Meta builds safeguards into its generative AI models and is deliberate about how to roll out AI-powered products. The company believes artificial intelligence is going to be an important driver of opportunity in the future.
On the other hand, Musk told reporters after the forum that the government needs a federal oversight agency for artificial intelligence.
Smaller companies may be left behind in the wake of Big Tech companies wanting regulation as concerns over regulatory capture rose.
Schumer is facilitating the wrong conversation. As generative artificial intelligence floods the internet with more and more fake stories, many experts think the Senate should try to restore faith in it.
But while tech companies welcomed the opportunity to speak behind closed doors to policymakers, others expressed concern about the private nature of the forum. Sen. Elizabeth Warren (D-MA) criticized the forum, saying it was a way for tech giants to influence policies.
Ramayya Krishnan, dean of the Heinz College of Information Systems and Public Policy at Carnegie Mellon University, tells The Verge that other AI Insight Forums have to be public.
There should be more public hearings so that we can know how the regulations are being crafted. I would like to see other forums open to the public.
Warren and the other lawmakers sent a letter to large Artificial Intelligence companies, asking them about the working conditions of the human workers who train and moderate the models.
Facts are increasingly a quaint notion fading in our collective rearview.
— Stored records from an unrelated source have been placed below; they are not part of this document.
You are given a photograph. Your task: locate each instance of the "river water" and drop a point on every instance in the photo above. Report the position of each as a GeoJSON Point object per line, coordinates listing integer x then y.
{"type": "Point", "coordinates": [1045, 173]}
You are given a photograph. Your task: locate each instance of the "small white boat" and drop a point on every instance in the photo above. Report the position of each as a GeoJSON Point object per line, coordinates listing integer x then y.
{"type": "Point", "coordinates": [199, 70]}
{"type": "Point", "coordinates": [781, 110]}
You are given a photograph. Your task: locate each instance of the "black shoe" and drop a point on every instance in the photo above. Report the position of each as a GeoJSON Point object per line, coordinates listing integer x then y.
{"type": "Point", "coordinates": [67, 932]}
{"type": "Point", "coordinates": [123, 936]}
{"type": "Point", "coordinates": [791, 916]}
In the past few elections, the truth we want—whether myth, reality, or a hodgepodge of the two—has been a couple of clicks away in the recesses of the web. generative AI is only able to help politicians make believable fictions that appeal to our biases and not the darker uses of tech in our social media feeds.
Deep Fakes: When Social Media Starts to Perturbate the Reality of the 21st Century and the Future is Coming to an End
The format of the discussion will not allow senators to give comments or ask questions of the speaker, according to a notice from Chuck Schumer.
The chair of the University of Maryland’s Department of Information Technology said that the government believes in process over result, and that if it is equitable, they’ll live with the results. People do not believe in the process and they do not believe in the result.
But many politicians haven’t gotten the post-fact memo, which is why most lawmakers are praising Google’s recent announcement that it will require disclosure of “synthetic,” AI-generated content in political ads.
It is a real concern. Gary Peters, head of the Democratic Senatorial Campaign Committee, says they need to have a way for people to easily verify what they are seeing.
Does new technology have the ability to restore faith in the American political system? Doubtful. Americans are increasingly living in different political worlds thanks to the help given to them from the digital lives that run our lives. Over 90 percent of the GOP thinks news outlets are lying about the president, while 69 percent think Joe Biden lost in 2020. On the other side, 85 percent of Democrats think former president Donald Trump is guilty of interfering with the 2020 election.
“We now truly believe that facts are malleable, and so the ability to move people is becoming more difficult. So I think the big problem of deepfakes is not that it’s going to have this direct impact on the election, it is that it’s going to have an even greater contribution to decreasing the faith of people in institutions,” Mintz says.